We can’t deny that electricity is upon us. In fact, we’ve reported several times how nations have vowed to ban internal combustion engines within the next decade or so, with the recent Euro 7 emissions rule in the Old Continent moving up the schedule as early as 2026.
With this in mind, the electrification of vehicles globally is within earshot, despite the Philippines only getting a mainstream EV just this year.
But is electrification really clean? One can argue that the energy from the power grid isn’t necessarily sustainable, which meant that we’re only transferring the unwanted emissions waste to a different output.
Worse, the batteries used in EVs and hybrid vehicles will be up for disposal, which is another story but a harrowing one nonetheless – kind of reminds me how the usage of plastic was considered genius back in the day only to find out that it will be the worst pollutant that this world has ever seen, but I digress.
That doesn’t mean that automakers are short-sighted in this regard. Nissan and BYD, both leaders in the battery-electric vehicle segment, have already started working on utilizing used EV batteries.
Moreover, Toyota has recently announced a bold move to solve the issue of batteries’ afterlife. As a world leader in hybrid vehicles and a new contender in the battery electric vehicle segment, Toyota’s moves are actually under a proverbial microscope.
With that said, Toyota Motor has procured a partnership with Jera, a joint fuel-procurement venture between Tokyo Electric Power and Chubu Electric Power, Nikkei Asia reported. The partnership between the two companies aims to transform old batteries for hybrid and electric vehicles into power storage systems.
Even better, these refurbished batteries – both lithium-ion and nickel-metal hydride batteries – will be used to store renewable energy only. Renewable energy, meaning only those created through power plants using solar, wind, and other renewable sources will be used. These energy storage systems will then be connected back into the power grid.
Toyota and Jera target to develop the said recycled storage battery by the end of FY2021. By 2022, companies that agreed to join the project will commence the technical verification for practical use.

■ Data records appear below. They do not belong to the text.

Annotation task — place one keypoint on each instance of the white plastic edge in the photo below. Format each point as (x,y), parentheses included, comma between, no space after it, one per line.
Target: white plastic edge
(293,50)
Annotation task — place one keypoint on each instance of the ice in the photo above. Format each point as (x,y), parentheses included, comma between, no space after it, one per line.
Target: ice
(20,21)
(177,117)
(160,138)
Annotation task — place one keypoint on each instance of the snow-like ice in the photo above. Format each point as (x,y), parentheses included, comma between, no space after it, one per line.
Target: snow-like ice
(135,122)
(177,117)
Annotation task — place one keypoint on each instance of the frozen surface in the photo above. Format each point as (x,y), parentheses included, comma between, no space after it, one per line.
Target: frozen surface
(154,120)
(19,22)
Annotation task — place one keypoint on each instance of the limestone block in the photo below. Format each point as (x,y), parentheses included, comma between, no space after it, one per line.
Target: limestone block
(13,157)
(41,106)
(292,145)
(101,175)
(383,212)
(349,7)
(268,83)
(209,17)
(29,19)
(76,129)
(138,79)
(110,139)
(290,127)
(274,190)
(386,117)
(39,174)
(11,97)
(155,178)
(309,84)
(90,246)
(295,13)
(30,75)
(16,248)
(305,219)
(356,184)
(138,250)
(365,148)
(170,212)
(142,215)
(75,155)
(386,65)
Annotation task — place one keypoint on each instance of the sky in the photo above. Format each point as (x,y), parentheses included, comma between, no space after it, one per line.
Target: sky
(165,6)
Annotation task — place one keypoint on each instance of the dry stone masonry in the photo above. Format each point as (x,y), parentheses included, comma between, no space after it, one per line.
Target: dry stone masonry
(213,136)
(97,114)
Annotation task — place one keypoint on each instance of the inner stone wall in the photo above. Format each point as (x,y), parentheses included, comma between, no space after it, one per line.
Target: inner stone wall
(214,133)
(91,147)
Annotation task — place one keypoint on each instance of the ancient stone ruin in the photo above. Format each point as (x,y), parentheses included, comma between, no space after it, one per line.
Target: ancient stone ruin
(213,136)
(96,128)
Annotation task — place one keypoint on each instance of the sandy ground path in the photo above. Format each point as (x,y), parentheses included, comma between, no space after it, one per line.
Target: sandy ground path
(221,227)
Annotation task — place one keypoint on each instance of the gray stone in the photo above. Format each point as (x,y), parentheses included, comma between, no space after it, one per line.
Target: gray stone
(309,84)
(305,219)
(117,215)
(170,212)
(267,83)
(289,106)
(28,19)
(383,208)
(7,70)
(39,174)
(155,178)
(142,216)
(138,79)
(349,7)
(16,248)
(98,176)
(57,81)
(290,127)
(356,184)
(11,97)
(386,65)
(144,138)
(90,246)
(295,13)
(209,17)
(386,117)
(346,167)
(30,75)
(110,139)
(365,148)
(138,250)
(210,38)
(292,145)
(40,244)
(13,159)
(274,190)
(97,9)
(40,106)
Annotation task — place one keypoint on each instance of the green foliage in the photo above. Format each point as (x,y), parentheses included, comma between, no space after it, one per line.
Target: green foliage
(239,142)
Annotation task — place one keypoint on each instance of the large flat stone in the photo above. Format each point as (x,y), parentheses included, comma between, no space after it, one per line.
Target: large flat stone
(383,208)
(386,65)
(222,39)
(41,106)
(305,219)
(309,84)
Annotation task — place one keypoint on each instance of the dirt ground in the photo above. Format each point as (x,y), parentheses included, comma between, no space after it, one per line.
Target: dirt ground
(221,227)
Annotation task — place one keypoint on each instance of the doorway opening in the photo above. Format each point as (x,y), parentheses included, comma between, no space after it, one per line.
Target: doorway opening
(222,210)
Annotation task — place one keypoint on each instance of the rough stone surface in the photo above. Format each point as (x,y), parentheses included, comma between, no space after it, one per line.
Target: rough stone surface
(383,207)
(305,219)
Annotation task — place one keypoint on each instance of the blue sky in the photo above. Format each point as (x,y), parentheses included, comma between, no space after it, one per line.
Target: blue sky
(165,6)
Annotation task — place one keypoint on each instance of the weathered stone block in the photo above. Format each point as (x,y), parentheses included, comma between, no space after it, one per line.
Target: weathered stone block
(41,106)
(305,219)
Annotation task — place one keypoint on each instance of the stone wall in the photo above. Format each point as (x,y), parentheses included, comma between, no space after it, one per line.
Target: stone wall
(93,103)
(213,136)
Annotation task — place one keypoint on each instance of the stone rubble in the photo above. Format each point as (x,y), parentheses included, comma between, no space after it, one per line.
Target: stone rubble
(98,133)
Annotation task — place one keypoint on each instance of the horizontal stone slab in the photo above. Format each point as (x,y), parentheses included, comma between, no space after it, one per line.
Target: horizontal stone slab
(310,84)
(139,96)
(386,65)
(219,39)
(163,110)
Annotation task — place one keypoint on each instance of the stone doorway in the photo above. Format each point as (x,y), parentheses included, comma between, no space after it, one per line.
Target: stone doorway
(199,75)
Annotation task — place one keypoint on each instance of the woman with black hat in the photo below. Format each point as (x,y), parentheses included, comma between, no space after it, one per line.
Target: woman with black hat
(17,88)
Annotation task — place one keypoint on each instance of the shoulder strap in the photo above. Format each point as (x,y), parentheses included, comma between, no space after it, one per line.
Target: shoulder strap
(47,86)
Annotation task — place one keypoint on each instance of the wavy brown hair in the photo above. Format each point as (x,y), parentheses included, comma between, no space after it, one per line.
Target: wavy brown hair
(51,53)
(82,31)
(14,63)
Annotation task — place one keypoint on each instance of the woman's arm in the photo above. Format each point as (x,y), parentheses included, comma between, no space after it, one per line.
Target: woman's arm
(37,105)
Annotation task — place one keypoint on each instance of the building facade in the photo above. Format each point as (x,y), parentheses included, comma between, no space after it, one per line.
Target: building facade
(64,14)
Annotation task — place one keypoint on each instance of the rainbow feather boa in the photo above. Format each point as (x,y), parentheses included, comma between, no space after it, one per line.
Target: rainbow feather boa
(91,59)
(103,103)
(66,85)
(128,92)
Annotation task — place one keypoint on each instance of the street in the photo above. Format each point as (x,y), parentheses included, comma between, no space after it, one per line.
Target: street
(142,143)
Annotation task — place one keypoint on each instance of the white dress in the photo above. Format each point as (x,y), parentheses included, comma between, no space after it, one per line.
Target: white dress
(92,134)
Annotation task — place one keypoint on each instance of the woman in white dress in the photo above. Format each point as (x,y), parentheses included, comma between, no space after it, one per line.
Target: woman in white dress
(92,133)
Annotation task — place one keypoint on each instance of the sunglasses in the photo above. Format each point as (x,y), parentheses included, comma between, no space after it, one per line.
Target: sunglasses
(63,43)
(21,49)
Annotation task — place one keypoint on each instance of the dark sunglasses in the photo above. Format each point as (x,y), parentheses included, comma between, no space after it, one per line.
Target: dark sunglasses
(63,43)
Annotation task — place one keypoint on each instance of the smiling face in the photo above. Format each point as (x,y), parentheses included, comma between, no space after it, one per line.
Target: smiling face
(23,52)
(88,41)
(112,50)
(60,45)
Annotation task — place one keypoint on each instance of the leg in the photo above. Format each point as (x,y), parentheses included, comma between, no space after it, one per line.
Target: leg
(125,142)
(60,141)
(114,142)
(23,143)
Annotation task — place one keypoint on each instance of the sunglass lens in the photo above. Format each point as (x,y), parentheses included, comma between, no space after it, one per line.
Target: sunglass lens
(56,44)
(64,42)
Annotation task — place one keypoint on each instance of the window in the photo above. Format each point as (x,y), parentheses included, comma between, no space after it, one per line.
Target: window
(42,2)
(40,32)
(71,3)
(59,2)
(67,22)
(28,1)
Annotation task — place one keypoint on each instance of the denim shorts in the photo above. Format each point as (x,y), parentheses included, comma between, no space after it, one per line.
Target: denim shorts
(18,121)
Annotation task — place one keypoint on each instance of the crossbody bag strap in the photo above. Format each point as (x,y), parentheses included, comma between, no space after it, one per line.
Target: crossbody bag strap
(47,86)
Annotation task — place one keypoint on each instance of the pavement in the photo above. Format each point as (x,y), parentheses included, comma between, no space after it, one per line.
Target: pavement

In other words, these things will happen in a few months’ time.
Now, why is this important? As mentioned, the shift towards electric mobility is happening this decade, which means more and more used batteries will be up for disposal. While isn’t the first, Toyota’s initiative should resonate in the industry and make other automakers think about the by-product of their respective EV contenders.
If you ask me, Toyota’s initiative is a bid to complete the cycle and the last piece of the puzzle that makes electric mobility truly clean.